After the game, the players were all interviewed, but Sherman’s interview got the most media attention. After going on a rant about how he felt as though his rival and 49ers receiver Michael Crabtree was a mediocre player, blogs and news sites did not hesitate to critique Sherman’s behavior by calling him a thug. The Monday following the game, the word “thug” was used over 600 times in relation to the post-game interview. What made him a thug in the media’s eyes was not just that he was displaying a hypermasculine image, but also that he was a black man displaying a hypermasculine image, which makes him much more “thuggish” and threatening. 

Hypermasculinity has been something that our society generally accepts, and all men are held to the same standard of masculinity. If a man, especially a male athlete, acts in ways not perceived as masculine, he’s labeled a sissy or weak. To ensure this label is not attached, men often act in a hypermasculine manner, and that image is then forced on the men in our society as a standard they must meet to be accepted. When  Sherman started trash-talking Crabtree, he was labeled a thug immediately, even though he just helped his team win a trip to play in the super bowl. He was excited, and because he and Crabtree have been rivals long before this particular game, the win and his post-game interview were ways to let people know that he deserves respect. He works hard and worked hard to help his team, and he wanted to brag about it. That is not “thug” behavior. Sherman’s interview is just an example of the many ways men display hypermasculinity every day, and though it’s unfortunate that hypermasculinity has become an accepted norm, Sherman’s interview isn’t deviant from that norm, and he doesn’t deserve the backlash. 
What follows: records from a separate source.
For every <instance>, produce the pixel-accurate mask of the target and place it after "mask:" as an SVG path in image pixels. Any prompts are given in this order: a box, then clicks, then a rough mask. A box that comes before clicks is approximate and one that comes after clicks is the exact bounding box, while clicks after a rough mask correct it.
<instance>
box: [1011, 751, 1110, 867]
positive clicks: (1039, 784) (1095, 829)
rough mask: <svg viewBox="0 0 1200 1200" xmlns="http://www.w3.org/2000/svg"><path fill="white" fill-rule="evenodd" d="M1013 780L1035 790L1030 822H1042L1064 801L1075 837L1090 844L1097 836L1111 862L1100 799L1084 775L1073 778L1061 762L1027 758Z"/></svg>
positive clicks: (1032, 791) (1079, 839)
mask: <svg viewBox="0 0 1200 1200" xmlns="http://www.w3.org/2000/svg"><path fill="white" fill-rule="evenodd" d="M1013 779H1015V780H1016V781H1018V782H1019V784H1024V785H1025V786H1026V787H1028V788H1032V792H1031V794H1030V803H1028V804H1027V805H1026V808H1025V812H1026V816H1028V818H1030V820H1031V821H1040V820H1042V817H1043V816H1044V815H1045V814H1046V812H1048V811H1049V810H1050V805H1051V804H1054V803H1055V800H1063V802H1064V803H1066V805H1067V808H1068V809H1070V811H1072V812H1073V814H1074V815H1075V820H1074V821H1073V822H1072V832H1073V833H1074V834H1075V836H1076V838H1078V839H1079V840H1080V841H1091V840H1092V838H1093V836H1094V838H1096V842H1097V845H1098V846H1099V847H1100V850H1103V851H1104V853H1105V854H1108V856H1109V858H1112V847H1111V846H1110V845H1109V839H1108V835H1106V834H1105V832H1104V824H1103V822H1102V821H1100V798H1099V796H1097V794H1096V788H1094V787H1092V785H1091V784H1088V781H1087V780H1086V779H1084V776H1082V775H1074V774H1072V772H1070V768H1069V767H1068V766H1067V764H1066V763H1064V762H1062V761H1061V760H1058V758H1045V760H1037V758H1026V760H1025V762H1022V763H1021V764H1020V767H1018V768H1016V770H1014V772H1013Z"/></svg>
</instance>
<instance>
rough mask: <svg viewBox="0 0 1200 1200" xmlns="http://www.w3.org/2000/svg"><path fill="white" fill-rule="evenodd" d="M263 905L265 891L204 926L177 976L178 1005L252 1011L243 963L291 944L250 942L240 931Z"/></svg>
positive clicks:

People judged Sherman on his appearance and used that to label him dangerous, even though Sherman is nowhere near being a thug and does not deserve that description. While the world criticized and ridiculed Sherman, many failed to note that Sherman, a Compton native, graduated high school with a 4.2 GPA and has a bachelor’s degree from Stanford University. He has no criminal record and no one was physically harmed during his interview, nor did he use any profanity, but despite his credentials, his brown body has been reduced to something that should be feared.

Every day celebrities and athletes act in ways that are hypermasculine, yet many rarely receive the same treatment Sherman received, and it goes to show how black men are viewed in today’s society. It seems as though every week, something negative is happening to black men. Whether it’s being a victim of unwarranted vigilante “justice,” or being labeled as a “thug” for participating in the hypermasculine trash talk that our society has deemed as acceptable behavior, black men are not given the respect they deserve, no matter how hard they work.